When you have to turn across an off-camber, slow down a lot and square off
the turn. IOW, slow down, go in straight sraight up, make a 90 degree turn
all at once, and then exit the corner straight up, arriving at the stop sign
with the motorcycle vertical.
Post by c
But
otherwise my braking is improving - braking is sort of a slow-motion
moment where the brakes come on, i assess how much more i have to
squeeze, and i get to that point as slowly as i can while still trying
to stop as fast as possible. It's hard to explain but the real thing
is keeping present, mentally - not like in a car where you can just
slam the brakes on and ABS takes over. It's a mental skill.
OK, one thing you have to understand about your brakes is the difference
between sliding friction and breakaway friction.

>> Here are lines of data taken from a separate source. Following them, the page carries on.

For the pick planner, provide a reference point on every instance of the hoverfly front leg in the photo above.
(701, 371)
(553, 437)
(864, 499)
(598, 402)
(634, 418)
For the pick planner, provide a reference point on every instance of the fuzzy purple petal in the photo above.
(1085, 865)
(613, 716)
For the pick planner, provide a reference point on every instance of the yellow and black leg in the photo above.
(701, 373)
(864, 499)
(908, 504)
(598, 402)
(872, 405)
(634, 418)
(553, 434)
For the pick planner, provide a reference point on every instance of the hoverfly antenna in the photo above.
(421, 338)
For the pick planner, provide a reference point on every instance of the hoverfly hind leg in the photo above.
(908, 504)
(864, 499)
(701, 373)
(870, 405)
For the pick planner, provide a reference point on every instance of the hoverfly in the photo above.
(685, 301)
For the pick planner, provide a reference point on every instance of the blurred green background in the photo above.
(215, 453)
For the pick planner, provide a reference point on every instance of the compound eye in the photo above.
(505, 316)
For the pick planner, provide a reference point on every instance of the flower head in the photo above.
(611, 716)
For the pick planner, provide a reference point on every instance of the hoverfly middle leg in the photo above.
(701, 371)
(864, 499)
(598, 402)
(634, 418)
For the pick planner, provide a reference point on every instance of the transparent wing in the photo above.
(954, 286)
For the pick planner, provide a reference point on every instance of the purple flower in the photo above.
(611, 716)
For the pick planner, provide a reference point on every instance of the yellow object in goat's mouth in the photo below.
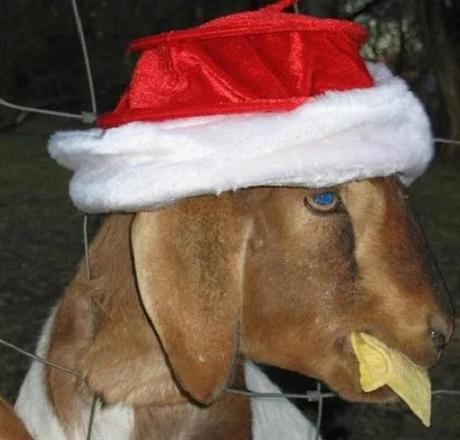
(379, 365)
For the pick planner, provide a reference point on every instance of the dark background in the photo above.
(40, 232)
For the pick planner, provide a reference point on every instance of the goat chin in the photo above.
(271, 419)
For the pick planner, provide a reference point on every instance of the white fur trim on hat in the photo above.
(334, 138)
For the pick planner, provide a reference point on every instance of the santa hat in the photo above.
(250, 99)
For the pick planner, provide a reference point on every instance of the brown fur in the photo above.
(11, 427)
(178, 293)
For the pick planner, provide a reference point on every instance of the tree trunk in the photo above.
(434, 18)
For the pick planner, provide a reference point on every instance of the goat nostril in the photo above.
(439, 340)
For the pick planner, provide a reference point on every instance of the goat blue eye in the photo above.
(325, 199)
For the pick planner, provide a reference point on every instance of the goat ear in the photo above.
(189, 262)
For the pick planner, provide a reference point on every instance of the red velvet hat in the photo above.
(252, 99)
(261, 61)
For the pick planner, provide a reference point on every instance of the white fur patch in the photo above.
(34, 408)
(271, 419)
(334, 138)
(274, 419)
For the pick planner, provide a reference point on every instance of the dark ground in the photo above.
(41, 243)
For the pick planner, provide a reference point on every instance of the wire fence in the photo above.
(90, 117)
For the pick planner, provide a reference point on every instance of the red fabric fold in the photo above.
(252, 62)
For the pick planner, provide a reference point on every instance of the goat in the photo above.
(183, 297)
(11, 427)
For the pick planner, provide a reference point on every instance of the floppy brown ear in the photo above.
(189, 262)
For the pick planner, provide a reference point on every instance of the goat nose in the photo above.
(439, 339)
(440, 330)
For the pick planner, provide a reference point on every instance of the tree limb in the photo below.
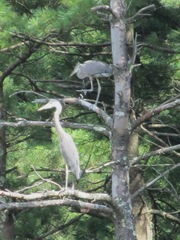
(58, 194)
(154, 112)
(141, 12)
(154, 180)
(83, 207)
(159, 49)
(104, 8)
(153, 153)
(164, 215)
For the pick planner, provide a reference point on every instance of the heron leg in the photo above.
(99, 91)
(67, 172)
(87, 90)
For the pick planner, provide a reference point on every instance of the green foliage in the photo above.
(33, 153)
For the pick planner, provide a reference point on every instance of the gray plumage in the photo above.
(93, 69)
(67, 145)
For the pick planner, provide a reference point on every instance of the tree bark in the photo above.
(6, 219)
(124, 224)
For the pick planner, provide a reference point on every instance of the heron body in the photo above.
(67, 145)
(93, 69)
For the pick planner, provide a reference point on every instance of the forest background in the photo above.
(40, 43)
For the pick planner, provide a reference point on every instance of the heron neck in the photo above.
(58, 127)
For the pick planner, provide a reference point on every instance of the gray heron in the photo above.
(92, 69)
(67, 145)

It takes three times as much force to overcome breakaway friction as you get
from sliding friction.

And, you get the same effect oppositely when you try to stop a motorcycle.

You have 1/3rd the friction as you are slowing down, and then the pads really
start to grab the disk *hard* as you are almost stopped.

This causes the motorcycle's front end to dive and newbie riders are
surprised by the sudden dive, which compresses the front springs.

So they hang onto the front brake lever for dear life and when they figure
that they are all stopped and safe, they let go of the front brake lever.

Then the springs release all that stored energy and they push the motorcycle
over!

And the rider wonders what the heck happened.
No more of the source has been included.